As consequências da suspensão de
Oier Lazkano continuam a fazer eco no mundo do ciclismo. O espanhol, que foi afastado após análises anómalas no passaporte biológico, mantém-se suspenso pela
UCI enquanto o caso avança.
Mas, segundo
Brian Holm, antigo diretor desportivo da Quick-Step e uma das vozes mais respeitadas do pelotão, os sinais de alerta estavam à vista muito antes de o organismo regulador agir.
Em declarações ao
Feltet, o dinamarquês apontou o que considera ter sido uma ascensão demasiado rápida do ciclista.
“Oier Lazkano veio do nada, de repente podia fazer um pouco de tudo. É claro que pode haver razões naturais. Mas se tivéssemos de traçar o perfil de alguém suspeito, provavelmente seria ele. Consegue correr as Clássicas e subir, e eu penso: ‘De onde é que ele veio?’”
A declaração surge poucos dias depois de Lazkano ter sido dispensado pela
Red Bull - BORA - hansgrohe, apenas meses após a transferência da Movistar Team, onde os seus desempenhos excepcionais chamaram a atenção do pelotão. O espanhol protestou a sua inocência e prometeu defender-se “até ao fim”, mas o impacto da suspensão já é profundo.
“Esta não é a primeira nem a última vez que vamos ver”
Holm, conhecido pelo seu tom direto, tentou enquadrar o episódio num contexto mais amplo.
“Eles hão-de voltar. Esta não é a primeira nem a última vez que vamos ver. É claro que algumas pessoas serão apanhadas. É preciso ser ingénuo para pensar que não serão.”

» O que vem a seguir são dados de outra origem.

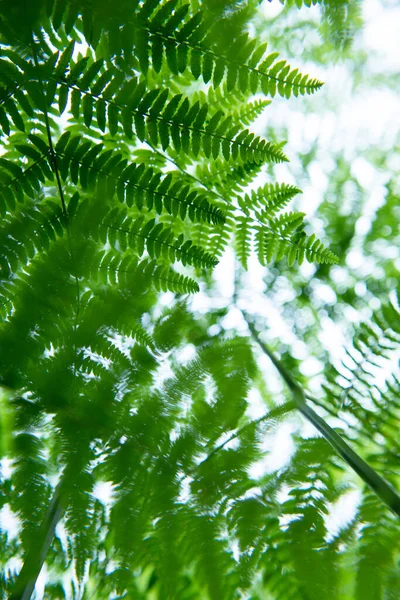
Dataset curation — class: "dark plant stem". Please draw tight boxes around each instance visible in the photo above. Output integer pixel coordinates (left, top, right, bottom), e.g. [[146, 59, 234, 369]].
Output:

Para o dinamarquês, o caso não deve ser lido como um retrocesso para o ciclismo, mas sim como um sinal de que os mecanismos de controlo funcionam.
“Alguns dirão que o desporto está pior. Eu diria que está melhor, porque alguém reage.”
A sua perspetiva é pragmática: o aperto nos controlos antidopagem faz parte de um desporto que ainda procura equilibrar o talento e a ética competitiva, décadas depois dos escândalos que abalaram a modalidade.
Lazkano teve um desempenho notável na Movistar, o que lhe valeu uma transferência choruda para a Red Bull
Dúvidas sobre a vigilância interna das equipas
Embora Holm evite acusações diretas, deixa no ar uma crítica implícita à forma como as equipas gerem os seus controlos médicos internos.
“Surpreende-me que os médicos da equipa não tenham estado mais atentos.”
O ex-diretor recordou um episódio dos tempos da HTC-Columbia, onde a suspeita bastou para agir:
“Tínhamos o (Serhiy) Honchar. O nosso médico percebeu que algo parecia estranho, de repente ele conseguia andar tão depressa. Analisaram todos os valores sanguíneos e ele acabou por ser libertado. Apesar de não termos podido provar nada. Acabámos por ir a tribunal, mas a equipa ganhou.”
Holm sublinhou, contudo, que sem acesso aos dados biológicos, é impossível fazer juízos concretos:
“É impossível dizer quando não temos os valores sanguíneos. Não sou perito e não sei qual foi a dimensão das flutuações. Mas não consigo imaginar ninguém a encobrir nada hoje em dia... Não acho que alguém esteja a fazer vista grossa. Antes pelo contrário.”
“Um choque, mas não uma surpresa”
O ex-diretor dinamarquês reconhece que a notícia causou choque no pelotão, mas não surpresa.
“Se alguém ia ser apanhado, não me surpreendeu que fosse ele, sem que eu pudesse realmente dizer porquê.”
A análise de Holm é, no fundo, um alerta sobre o estado permanente de vigilância que ainda molda o ciclismo moderno. O caso Lazkano volta a expor a tensão entre o progresso do desporto e a sombra persistente da desconfiança.
Enquanto a UCI continua a investigação e Lazkano prepara a sua defesa, o episódio serve de lembrete de que a credibilidade conquistada ao longo de anos pode desmoronar em dias e que, como diz Holm, “a ingenuidade é o primeiro passo para voltar atrás”.